Information
- League: China Baseball League
- Location: Canton, Guangdong
- Founded: 1995
- Nickname: Leopards
- League championships: 2010
- Former name: 广东闪电 (Guangdong Lightning)
- Colors: Blue, yellow

= Guangdong Leopards =

The Guangdong Leopards (广东猎豹 (Guangdong Cheetahs)) are a China Baseball League team based in Guangzhou. Their home field is the 1,000-capacity Tianhe Sports Center.

The Leopards began playing in . They were the second place team in , and won their first league championship in , beating the Beijing Tigers 2-0.

== History ==
Guangdong finished third in the 1998 National Baseball League, the 1999 National Baseball Finals, and the 2000 National Championship. In 2003, he finished third in the Chinese Baseball League and won the National Baseball Championship.

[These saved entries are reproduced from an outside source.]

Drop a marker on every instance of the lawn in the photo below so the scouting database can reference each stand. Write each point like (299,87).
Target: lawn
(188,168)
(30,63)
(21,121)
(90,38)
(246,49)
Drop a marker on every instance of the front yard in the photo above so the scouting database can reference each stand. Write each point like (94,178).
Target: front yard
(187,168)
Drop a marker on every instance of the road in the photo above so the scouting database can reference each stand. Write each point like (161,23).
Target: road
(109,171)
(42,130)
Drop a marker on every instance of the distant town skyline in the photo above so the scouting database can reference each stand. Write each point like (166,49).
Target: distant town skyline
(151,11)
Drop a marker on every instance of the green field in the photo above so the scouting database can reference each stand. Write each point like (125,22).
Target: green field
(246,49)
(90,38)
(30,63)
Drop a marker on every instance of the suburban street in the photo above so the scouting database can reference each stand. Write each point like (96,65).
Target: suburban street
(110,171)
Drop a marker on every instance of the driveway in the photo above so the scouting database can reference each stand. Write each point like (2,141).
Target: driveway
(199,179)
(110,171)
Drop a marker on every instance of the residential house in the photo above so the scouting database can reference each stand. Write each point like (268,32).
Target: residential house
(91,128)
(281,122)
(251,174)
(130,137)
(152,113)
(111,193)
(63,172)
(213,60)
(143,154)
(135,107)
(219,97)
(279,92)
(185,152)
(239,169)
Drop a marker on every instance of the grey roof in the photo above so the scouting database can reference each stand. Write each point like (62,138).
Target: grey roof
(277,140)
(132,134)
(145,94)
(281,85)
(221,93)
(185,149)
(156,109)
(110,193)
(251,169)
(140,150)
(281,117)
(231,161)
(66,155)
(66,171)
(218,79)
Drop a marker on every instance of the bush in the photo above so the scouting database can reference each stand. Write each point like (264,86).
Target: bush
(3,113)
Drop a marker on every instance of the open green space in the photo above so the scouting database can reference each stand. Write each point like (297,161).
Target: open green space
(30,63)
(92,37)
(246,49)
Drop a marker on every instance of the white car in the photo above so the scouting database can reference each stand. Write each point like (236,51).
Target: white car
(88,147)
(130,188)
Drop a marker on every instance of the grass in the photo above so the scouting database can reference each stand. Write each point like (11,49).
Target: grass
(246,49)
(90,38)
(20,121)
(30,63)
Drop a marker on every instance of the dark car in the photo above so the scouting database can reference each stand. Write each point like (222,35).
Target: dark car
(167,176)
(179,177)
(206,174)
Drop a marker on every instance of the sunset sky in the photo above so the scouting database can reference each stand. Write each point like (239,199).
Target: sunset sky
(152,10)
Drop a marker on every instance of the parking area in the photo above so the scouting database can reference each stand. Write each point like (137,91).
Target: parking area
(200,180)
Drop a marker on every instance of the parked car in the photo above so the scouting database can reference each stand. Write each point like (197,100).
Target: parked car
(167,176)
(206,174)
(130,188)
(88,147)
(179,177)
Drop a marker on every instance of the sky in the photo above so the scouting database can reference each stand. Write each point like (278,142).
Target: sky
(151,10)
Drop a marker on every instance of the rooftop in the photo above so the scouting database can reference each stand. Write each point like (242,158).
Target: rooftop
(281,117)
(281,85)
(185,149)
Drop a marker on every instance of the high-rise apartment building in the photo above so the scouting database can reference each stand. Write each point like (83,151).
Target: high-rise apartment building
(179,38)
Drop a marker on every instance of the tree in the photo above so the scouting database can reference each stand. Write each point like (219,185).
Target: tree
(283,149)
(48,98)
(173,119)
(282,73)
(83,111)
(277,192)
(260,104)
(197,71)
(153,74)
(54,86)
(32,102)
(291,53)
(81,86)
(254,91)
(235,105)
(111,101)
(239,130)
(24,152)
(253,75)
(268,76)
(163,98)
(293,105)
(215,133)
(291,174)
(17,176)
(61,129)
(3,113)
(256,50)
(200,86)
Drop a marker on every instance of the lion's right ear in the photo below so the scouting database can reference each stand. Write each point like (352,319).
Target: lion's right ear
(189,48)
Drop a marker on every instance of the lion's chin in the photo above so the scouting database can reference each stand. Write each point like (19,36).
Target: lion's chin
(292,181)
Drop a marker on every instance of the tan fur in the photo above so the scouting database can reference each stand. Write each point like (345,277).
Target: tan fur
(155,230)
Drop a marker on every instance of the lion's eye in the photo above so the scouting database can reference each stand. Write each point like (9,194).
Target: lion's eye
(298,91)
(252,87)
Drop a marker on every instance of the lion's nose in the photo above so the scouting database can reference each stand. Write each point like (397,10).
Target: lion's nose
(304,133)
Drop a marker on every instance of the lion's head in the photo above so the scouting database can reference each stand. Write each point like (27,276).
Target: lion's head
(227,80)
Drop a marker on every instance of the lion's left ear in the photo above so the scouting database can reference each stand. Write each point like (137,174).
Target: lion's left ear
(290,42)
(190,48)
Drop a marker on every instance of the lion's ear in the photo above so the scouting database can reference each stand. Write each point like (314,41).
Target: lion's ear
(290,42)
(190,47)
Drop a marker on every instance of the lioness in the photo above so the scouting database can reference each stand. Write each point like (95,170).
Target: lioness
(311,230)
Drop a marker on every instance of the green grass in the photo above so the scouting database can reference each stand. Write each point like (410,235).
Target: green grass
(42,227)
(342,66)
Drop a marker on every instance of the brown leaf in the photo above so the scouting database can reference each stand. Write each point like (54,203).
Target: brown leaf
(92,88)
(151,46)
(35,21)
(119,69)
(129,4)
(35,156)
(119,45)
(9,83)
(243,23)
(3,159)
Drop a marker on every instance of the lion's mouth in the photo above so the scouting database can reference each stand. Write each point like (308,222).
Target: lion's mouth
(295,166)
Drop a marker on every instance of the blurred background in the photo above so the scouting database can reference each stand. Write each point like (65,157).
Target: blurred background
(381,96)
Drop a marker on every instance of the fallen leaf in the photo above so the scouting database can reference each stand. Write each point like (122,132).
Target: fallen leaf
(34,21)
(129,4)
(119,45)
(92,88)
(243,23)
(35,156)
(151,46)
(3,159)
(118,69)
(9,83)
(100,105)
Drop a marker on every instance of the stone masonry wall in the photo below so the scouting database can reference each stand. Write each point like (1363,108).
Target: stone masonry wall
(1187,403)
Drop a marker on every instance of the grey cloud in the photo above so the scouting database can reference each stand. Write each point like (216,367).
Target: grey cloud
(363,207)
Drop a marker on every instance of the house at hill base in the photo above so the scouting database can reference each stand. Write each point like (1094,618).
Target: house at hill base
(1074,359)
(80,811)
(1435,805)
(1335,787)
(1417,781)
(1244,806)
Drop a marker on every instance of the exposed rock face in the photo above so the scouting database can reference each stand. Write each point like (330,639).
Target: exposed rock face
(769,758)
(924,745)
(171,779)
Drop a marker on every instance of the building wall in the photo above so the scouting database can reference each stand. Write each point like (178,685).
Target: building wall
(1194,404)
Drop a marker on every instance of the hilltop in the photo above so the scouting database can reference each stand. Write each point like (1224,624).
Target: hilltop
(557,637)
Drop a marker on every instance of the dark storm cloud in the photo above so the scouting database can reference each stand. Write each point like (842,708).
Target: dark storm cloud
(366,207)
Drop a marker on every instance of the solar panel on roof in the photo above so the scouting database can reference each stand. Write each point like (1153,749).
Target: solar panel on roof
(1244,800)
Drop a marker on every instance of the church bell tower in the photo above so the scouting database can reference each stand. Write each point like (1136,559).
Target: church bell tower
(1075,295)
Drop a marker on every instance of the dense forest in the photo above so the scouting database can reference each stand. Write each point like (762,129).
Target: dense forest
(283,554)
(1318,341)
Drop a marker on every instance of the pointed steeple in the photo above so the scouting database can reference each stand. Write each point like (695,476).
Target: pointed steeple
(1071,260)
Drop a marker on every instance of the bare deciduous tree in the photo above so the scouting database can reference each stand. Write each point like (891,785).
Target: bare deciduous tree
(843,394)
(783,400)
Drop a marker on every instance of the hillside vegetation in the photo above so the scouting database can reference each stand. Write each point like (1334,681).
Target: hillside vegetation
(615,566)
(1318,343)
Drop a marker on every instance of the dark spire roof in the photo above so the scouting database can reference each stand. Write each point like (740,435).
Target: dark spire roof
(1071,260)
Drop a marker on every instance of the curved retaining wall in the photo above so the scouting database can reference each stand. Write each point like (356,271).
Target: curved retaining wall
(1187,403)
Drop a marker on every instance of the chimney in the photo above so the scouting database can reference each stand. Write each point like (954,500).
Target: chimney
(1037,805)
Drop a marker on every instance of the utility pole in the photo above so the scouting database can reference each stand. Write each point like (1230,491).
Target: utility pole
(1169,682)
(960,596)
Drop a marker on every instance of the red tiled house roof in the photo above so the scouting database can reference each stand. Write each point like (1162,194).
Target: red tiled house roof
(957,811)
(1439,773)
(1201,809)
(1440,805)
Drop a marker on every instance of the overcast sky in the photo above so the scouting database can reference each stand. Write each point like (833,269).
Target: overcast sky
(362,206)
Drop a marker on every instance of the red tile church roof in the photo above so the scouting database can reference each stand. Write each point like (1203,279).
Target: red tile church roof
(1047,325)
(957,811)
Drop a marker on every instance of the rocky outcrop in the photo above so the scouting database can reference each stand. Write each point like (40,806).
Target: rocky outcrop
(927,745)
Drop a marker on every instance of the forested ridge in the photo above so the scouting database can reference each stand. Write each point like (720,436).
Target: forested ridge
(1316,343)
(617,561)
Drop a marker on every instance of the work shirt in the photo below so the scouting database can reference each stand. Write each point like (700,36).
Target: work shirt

After 2004, the team's performance improved significantly.

Guangdong Cheetah baseball team is a combination of old and new team, of which 5 members have participated in four National Games, 8 have participated in three National Games, and 11 have participated in two National Games.

The current head coach Wang Aiping, coaches Wang Yongping, Wang Wei, Chen Junyi and Xie Weixiang. The team has 30 athletes, including Chen Junyi, Wang Pei, Liu Guangbiao, Meng Weiqiang and many other athletes who have been selected for the Chinese national team for many times.

Today, the team has 1 senior coach, 12 national athletes, and a number of foreign players, including South Korea's pitcher Ren Dong-kyu, Dominica's pitcher and an infielder.